The Pymoo python package [3], and Trieste framework [1] have been used for NSGA-II and the BO methods, respectively.

5 Results

The results are shown in Fig. 5. For DO2DK, a small value, \(1.7\times 10^{-4}\) and \(2\times 10^{-4}\), is added to all Hyper-Volume and Distance Regrets, respectively, since the regret was negative for HV-knee and PID2L. This means that both PID2L and HV-Knee were successful in finding a point that performs better than the ground truth knee found by NSGA-II.

For DEB2DK the EID2L acquisition function shows a quick improvement in the early stages, but the HV-Knee and PID2L show a continuous improvement leading to better results near the end of the optimization process. All the acquisition functions exhibit the same behavior for DO2DK as well.

Fig. 5.

Results for the various benchmark function. Each experiment is repeated 15 times for the DO2DK and the DEB2DK functions, and 10 times for the DEB3DK function. The medians are denoted by the solid lines, while the shaded area represents the area between \(20^{th}\) and \(80^{th}\) percentile.

The last benchmark function, DEB3DK, has three objectives, and, hence, can only be used with the HV-Knee method. Note that the best regret is also negative for this case. The shaded area at the \(170^{th}\) iteration is between \(-21\) and \(-25\), which means the HV-Knee acquisition function was able to find a point that performs much better than the knee point found by NSGA-II.

Figure 6 shows the extracted Pareto front for DTLZ2 [7] benchmark function. Pareto front of the DTLZ2 function is concave. In this case, the DM might prefer one of the extrema, known as the edge knee [24]. As all of the proposed acquisition functions are able to estimate the location of the extrema, and since the shape of the extracted Pareto front using the proposed acquisition functions is concave, the DM can choose one of the extrema as the final solution.
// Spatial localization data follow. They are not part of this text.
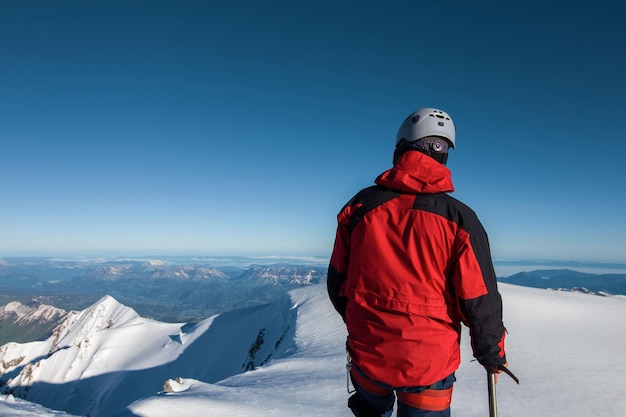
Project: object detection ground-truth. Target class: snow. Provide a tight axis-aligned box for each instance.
[0,394,73,416]
[0,302,66,324]
[146,260,168,267]
[1,283,626,416]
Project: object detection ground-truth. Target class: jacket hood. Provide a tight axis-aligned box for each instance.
[375,150,454,194]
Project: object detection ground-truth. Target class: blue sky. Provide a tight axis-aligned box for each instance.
[1,1,625,263]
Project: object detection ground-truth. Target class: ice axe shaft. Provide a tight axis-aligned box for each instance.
[488,372,498,417]
[488,365,519,417]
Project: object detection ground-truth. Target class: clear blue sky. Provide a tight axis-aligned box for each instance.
[1,1,625,263]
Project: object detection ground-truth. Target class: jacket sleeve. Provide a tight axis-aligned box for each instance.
[451,212,507,368]
[327,205,352,321]
[327,263,347,321]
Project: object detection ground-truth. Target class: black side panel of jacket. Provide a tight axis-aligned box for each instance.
[412,192,506,366]
[327,263,347,320]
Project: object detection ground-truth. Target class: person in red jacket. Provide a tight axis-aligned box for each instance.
[327,108,508,417]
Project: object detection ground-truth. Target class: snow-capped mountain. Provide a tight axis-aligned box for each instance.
[0,290,299,416]
[0,258,329,325]
[0,302,67,326]
[83,262,231,281]
[234,264,324,286]
[2,283,626,417]
[0,302,69,345]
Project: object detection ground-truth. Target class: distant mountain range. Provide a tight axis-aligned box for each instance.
[497,269,626,296]
[0,258,326,345]
[2,258,626,348]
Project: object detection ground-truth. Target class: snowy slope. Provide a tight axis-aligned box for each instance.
[126,284,626,417]
[1,293,297,416]
[2,283,626,416]
[0,394,74,416]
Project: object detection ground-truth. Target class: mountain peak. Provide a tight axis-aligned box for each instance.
[50,294,139,353]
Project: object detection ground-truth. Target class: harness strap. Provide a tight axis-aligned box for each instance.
[350,365,392,396]
[350,365,454,412]
[397,387,453,412]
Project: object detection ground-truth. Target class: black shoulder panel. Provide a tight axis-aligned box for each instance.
[412,193,497,291]
[348,185,401,234]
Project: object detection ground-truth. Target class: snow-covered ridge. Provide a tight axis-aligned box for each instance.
[74,261,232,281]
[48,295,139,353]
[0,302,67,325]
[0,289,306,417]
[236,264,324,285]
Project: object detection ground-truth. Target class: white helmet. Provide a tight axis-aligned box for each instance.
[395,108,456,148]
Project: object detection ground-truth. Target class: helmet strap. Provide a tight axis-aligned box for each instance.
[394,137,450,165]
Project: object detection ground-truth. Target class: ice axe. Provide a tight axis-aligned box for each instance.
[488,372,498,417]
[488,365,519,417]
PID2L (and also EID2L) return one of the extrema as the best point, but HV-Knee acquisition function prefers a point that is almost in the middle of the front.

Fig. 6.

Extracted Pareto front of the DTLZ2 benchmark function using HV-Knee and PID2L acquisition function (in blue) and NSGA-II algorithm (in red). In both cases, it is clear that the Pareto front is concave, and since both acquisition functions are able to estimate the location of the extrema, one of the extrema can be chosen as the final solution. (Color figure online)
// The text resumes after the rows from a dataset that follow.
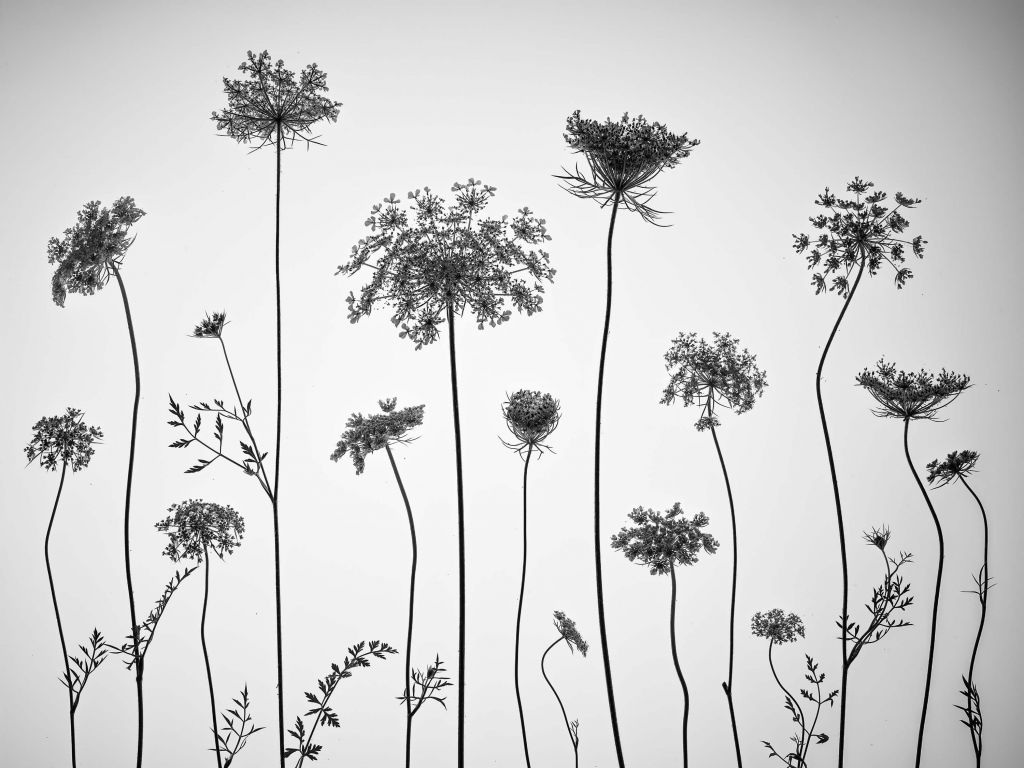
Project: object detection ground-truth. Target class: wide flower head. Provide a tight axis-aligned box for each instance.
[502,390,560,456]
[610,502,719,576]
[47,197,145,307]
[330,398,425,474]
[553,611,589,656]
[192,311,228,339]
[751,609,805,644]
[212,50,342,151]
[856,360,970,421]
[793,177,926,297]
[926,449,980,488]
[156,499,245,562]
[661,331,767,431]
[558,110,699,224]
[337,179,555,349]
[25,407,103,472]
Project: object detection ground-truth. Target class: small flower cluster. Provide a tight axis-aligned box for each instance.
[863,525,892,551]
[751,609,805,644]
[192,311,228,339]
[610,502,719,576]
[155,499,246,562]
[330,398,425,474]
[661,331,767,431]
[856,360,970,420]
[926,449,980,488]
[553,611,588,656]
[25,407,103,472]
[502,390,561,455]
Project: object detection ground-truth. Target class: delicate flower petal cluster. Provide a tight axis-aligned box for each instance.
[793,177,925,297]
[661,331,767,431]
[610,502,719,576]
[856,360,970,420]
[502,390,560,454]
[330,398,425,474]
[558,110,699,223]
[211,50,341,150]
[751,609,805,644]
[863,525,892,551]
[25,407,103,472]
[156,499,245,562]
[192,312,227,339]
[926,449,980,488]
[338,180,554,349]
[553,611,589,657]
[47,197,145,307]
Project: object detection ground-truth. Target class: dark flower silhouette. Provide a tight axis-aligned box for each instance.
[193,312,228,339]
[542,611,588,768]
[330,398,425,475]
[553,611,588,657]
[751,609,805,645]
[926,450,979,488]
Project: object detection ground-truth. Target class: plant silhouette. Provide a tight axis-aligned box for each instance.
[541,611,589,768]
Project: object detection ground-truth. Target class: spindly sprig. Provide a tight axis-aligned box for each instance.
[338,179,555,349]
[557,111,699,223]
[501,390,561,456]
[61,629,108,715]
[856,360,971,421]
[109,567,197,670]
[611,503,719,575]
[330,398,425,474]
[156,499,245,562]
[793,178,925,296]
[926,450,979,488]
[214,685,265,768]
[399,654,452,717]
[25,408,103,472]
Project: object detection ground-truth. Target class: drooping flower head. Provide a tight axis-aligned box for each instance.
[212,50,342,150]
[502,390,561,456]
[192,311,228,339]
[25,408,103,472]
[610,503,719,576]
[156,499,245,562]
[926,450,980,488]
[47,197,146,307]
[558,111,699,224]
[863,525,892,552]
[856,360,970,421]
[338,179,554,349]
[751,609,805,644]
[330,398,425,475]
[793,177,926,297]
[660,331,767,431]
[553,611,589,657]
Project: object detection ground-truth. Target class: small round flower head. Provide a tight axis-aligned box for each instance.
[552,611,589,656]
[330,398,425,474]
[192,312,227,339]
[47,197,146,307]
[25,408,103,472]
[926,450,980,488]
[502,390,560,455]
[156,499,245,562]
[751,609,805,644]
[856,360,970,421]
[558,110,699,224]
[212,50,342,150]
[610,503,719,576]
[661,332,767,431]
[863,525,892,551]
[793,177,925,297]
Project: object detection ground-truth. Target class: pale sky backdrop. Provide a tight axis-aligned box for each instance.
[1,0,1022,766]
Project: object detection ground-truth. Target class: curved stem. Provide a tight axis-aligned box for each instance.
[201,547,223,768]
[594,192,626,768]
[113,266,144,768]
[541,637,578,768]
[767,641,806,759]
[272,127,286,768]
[515,446,534,767]
[814,258,866,768]
[669,564,689,768]
[961,476,988,766]
[446,303,466,768]
[386,444,417,768]
[904,419,943,768]
[46,462,76,768]
[710,424,742,768]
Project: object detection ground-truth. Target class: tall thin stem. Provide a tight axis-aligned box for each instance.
[272,126,286,768]
[903,419,943,768]
[669,564,689,768]
[815,257,866,768]
[594,191,626,768]
[113,266,143,768]
[541,637,578,768]
[385,444,418,768]
[446,302,466,768]
[515,445,534,767]
[767,641,806,761]
[201,546,223,768]
[710,424,742,768]
[45,462,75,768]
[961,476,988,766]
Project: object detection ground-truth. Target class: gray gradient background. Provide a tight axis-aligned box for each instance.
[1,0,1021,766]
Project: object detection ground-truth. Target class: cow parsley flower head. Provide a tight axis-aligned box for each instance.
[330,398,425,474]
[47,197,146,307]
[856,360,970,421]
[926,450,980,488]
[338,180,554,349]
[661,331,767,431]
[793,177,926,297]
[502,390,560,456]
[156,499,245,562]
[553,611,589,657]
[192,312,228,339]
[25,408,103,472]
[751,609,805,644]
[212,50,342,150]
[558,110,699,224]
[610,502,719,576]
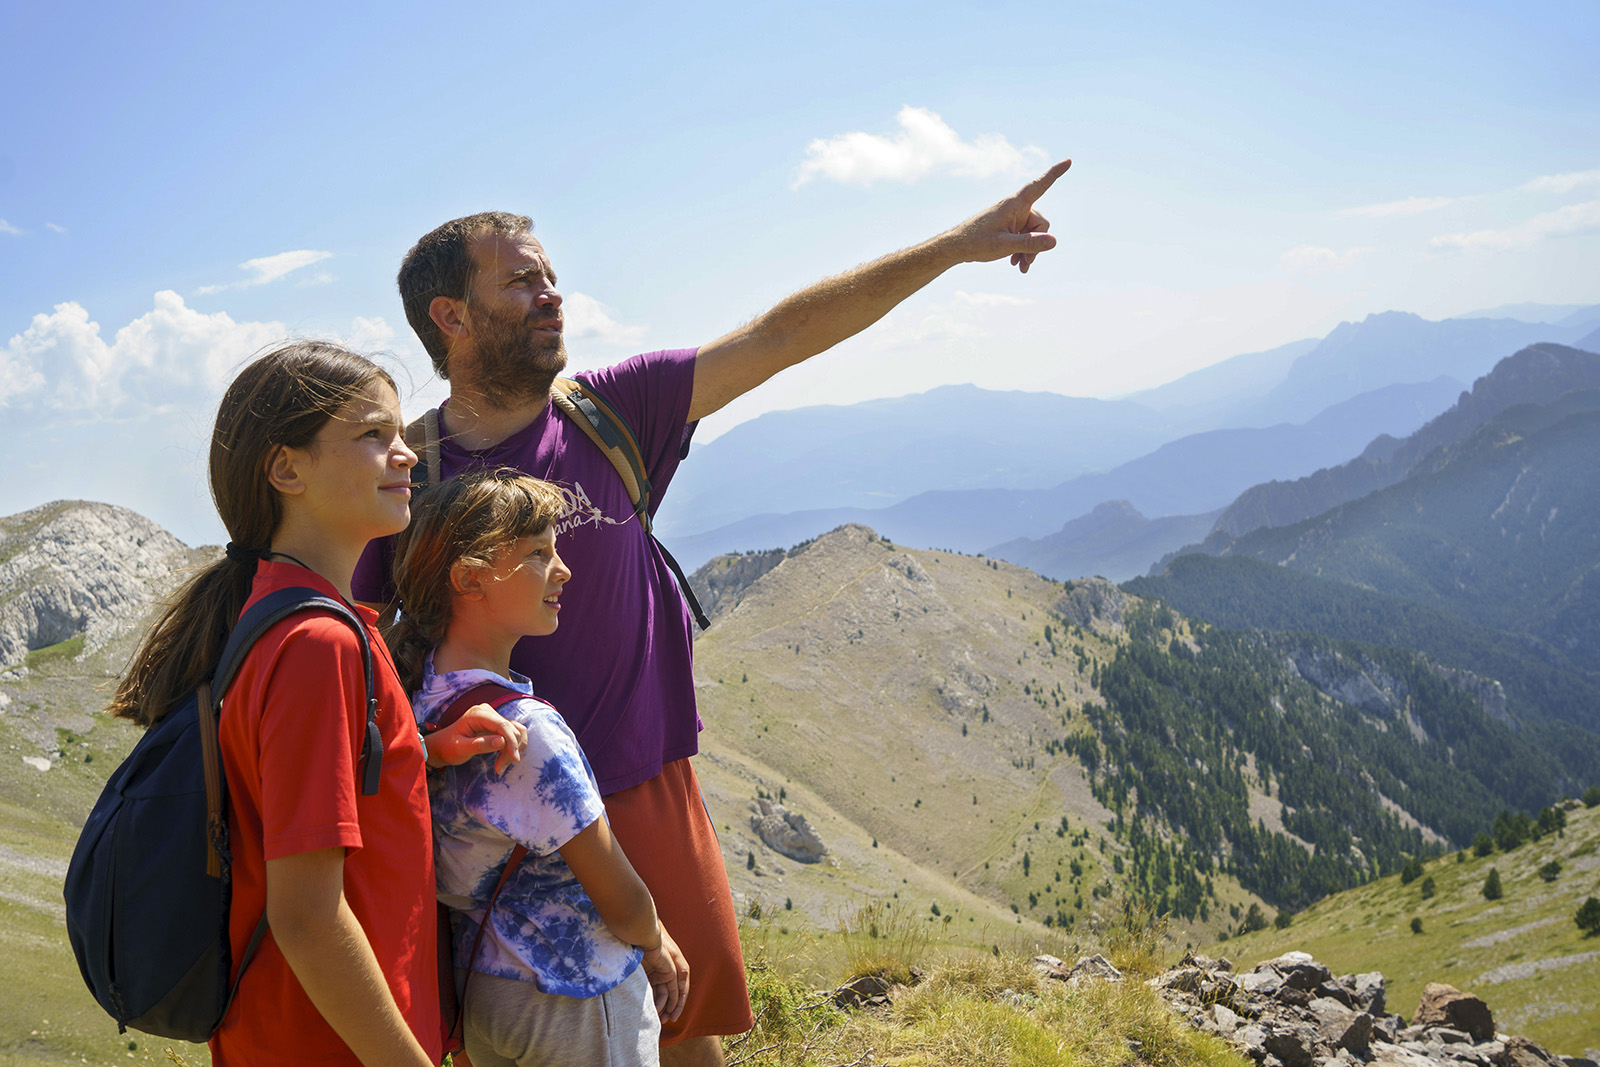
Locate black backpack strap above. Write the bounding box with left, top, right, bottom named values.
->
left=550, top=378, right=711, bottom=631
left=213, top=587, right=384, bottom=797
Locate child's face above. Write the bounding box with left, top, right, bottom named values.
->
left=478, top=527, right=571, bottom=637
left=282, top=379, right=415, bottom=547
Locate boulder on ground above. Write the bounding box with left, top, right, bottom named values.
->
left=1414, top=983, right=1495, bottom=1042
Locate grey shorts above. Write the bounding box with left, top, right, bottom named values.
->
left=459, top=965, right=661, bottom=1067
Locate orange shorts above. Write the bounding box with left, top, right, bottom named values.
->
left=603, top=758, right=754, bottom=1045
6 Conclusion and Next Steps

In this work we have proposed three acquisition functions for Bayesian Optimization to find attractive solutions (knees) on the Pareto front. These acquisition functions were able to identify the correct knee in a data-efficient manner, using about 200 evaluations (or even less) for a satisfying solution. Identifying a single solution is more efficient than the complete Pareto front, allowing Bayesian Optimization to scale up to more inputs and objectives. The proposed acquisition functions outperformed the ground truth obtained using an expensive NSGA-II approach. However, in some cases EAs are still preferred, for example, when at least one of the objective functions is hard to model with a GP (intractable function, high-input dimension), or when the evaluation of the objective functions is cheap and fast.

The developed acquisition functions alternated between two steps which is more time-consuming than it needs to be. More rigorous approaches will be developed to achieve an automatic balance between finding the extrema and identifying the knee. This will reduce the number of required evaluations further. Moreover, the proposed methods only focused on the global knee. If there is more than one knee in the Pareto front, they often remain unexplored. Current approaches will be extended, so other knees are also explored.